/PRNewswire/ -- SI-BONE, Inc. (San Jose, California), a medical device company that is pioneering the use of a minimally invasive surgical (MIS) device to treat the sacroiliac (SI) joint today announced that it has closed $16.0 million in financing for expansion of clinical and commercial operations. A new investor, Montreux Equity Partners, of Menlo Park, California, led the round and Skyline Ventures also significantly supported this round of financing.
The financing objectives are to dramatically increase investment in: 1) worldwide sales and marketing operations, 2) expansion of the company's clinical efforts through a retrospective minimally invasive surgical (MIS) SI joint treatment study, a prospective, multicenter study (MISSION), additional post-market case studies and an animal study validating fusion with the iFuse implant to further establish clinical efficacy, and 3) continue to educate spine surgeons and referring specialists on SI joint diagnosis as part of the diagnosis of lower back pain in the US and Europe.
John Savarese, M.D., Managing Director at Montreux, will join the SI-BONE Board of Directors. Dr. Savarese is actively involved in Montreux's investment decisions in several medical device companies. Dr. Savarese currently is a board director or observer for several Montreux portfolio companies, including MAKO Surgical and Pivot Medical (Chairman). Prior to joining Montreux, Dr. Savarese was Director of Business Development and Marketing at NeurogesX, a Montreux portfolio company focused on treatment of neuropathic pain. Earlier, he worked the Investment Banking divisions at Credit Suisse and Merrill Lynch. Dr. Savarese was trained in General and Orthopedic Surgery at the Hospital for Special Surgery/Cornell University Medical College in New York City. Dr. Savarese received an M.D. from Duke University and M.B.A. from Stanford University.
Dr. Savarese noted, "We invested in SI-BONE because we believe that the number of low back pain (LBP) patients with SI joint dysfunction is a significantly underserved clinical need and that the iFuse technology and procedure invented by Dr. Mark Reiley has strong potential based on early patient results. We are very confident in Jeff Dunn, CEO, and his management team and anticipate helping them accomplish their mission of helping SI joint patients worldwide."
Jeff Dunn, CEO of SI-BONE, said, "We are pleased that Montreux Equity Partners agreed to bring their significant medical device experience to our clinical and commercial efforts. It is a major advantage to have access to their expertise through John's board participation. This financing will help strengthen the position of iFuse as the definitive MIS therapy for LBP patients with SI joint dysfunction, who are unresponsive to conservative therapy."
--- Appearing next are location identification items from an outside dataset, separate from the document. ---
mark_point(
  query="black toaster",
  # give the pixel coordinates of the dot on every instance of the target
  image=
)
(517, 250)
SI-BONE received clearance in November 2008 from the Food and Drug Administration (FDA) to market its iFuse Implant System. The CE mark for European commercialization was obtained in November 2010. The iFuse is designed to provide immediate post-operative stabilization and accomplishes the goal of traditional SI joint fusion through an MIS approach. Clinical publications have identified the SI joint as a pain generator for up to 22 percent of low back pain patients. In addition, DePalma, Pain Medicine 2011, identified the SI joint as a pain generator in low back pain in 43 to 61% of post-lumbar fusion patients, so-called 'failed back surgery' patients. Effective treatment of the SI joint is a significant unmet clinical need and, when conservative therapy fails, iFuse may provide an option.
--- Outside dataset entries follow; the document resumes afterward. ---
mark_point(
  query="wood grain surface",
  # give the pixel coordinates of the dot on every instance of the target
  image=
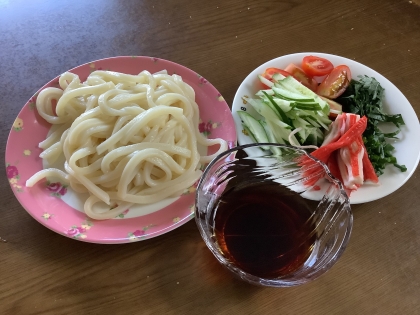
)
(42, 272)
In response to increasing awareness of SI joint disruption and dysfunction as debilitating symptom generators, SI-BONE, Inc. developed an innovative, patented implant to treat the SI joint. The company is also embarking on a prospective multicenter study to document acute and long-term clinical outcomes in patients who are proven to be refractory to prior therapies.
The iFuse Implant System is a commercially available device in the U.S. intended for treatment of conditions including sacroiliac joint disruptions and degenerative sacroiliitis. The iFuse procedure uses a minimal incision for delivery and implantation of small, titanium implants. The implants are coated with a porous plasma spray that acts as an interference surface, designed to help decrease implant motion. These implants have substantial thickness and sophisticated metallurgy and are able to produce a much stronger construct than that of conventional pins or screws used to surgically fix boney structures. This implant technology from SI-BONE has been previously used successfully in well over 1,500 cases of dysfunctional foot joints.